For the first part of the question: there are a number of solutions that are regularly used on Linux/Unix machines for that sort of task. Some of them are even file system-level replication, like CODA, AFS etc. They aren't very widely used, though, but possible.

Another one is to just export the file system from one host to the other, using NFS, which is a type of file system and gets mounted when Linux boots, or WebDAV which needs an apache module or some other solution on the server side and gets mounted by the client the same way. These solutions are susceptible to downtime and data loss due to lack of redundancy: if the server crashes the files become unavailable. You can also use windows-born protocols like CIFS or the old SMB. iSCSI is also a newer option.

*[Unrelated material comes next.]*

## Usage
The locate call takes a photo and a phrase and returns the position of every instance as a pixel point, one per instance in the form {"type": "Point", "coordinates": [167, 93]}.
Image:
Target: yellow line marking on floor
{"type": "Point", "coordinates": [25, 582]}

All then them susceptible to the crashing-server downtime issue.

The most used solution for that task is a file-level replication application such as rsync. rsync will mirror the files from a server and make incremental updates, changing only the files that were altered on the server. It is pretty standard and easy to setup and learn. There are other options, of course, and searching for rsync will show you many of those.

Second Part

This seems to be distro-specific if you choose to use distribution provided packages for your server applications.

On Raspbian, which uses debian's dpkg tools like apt, aptitude and others, you can easily setup a cron job ("man cron" and "man crontab" on your pi console) that will execute a "apt-get update" and "apt-get upgrade" to keep everything up-to-date.

This solution does not come without risks though. Auto-upgrading can, rarely, break your setup and need operator attention. If it is in auto mode and unsupervised, you might run into downtime from time to time.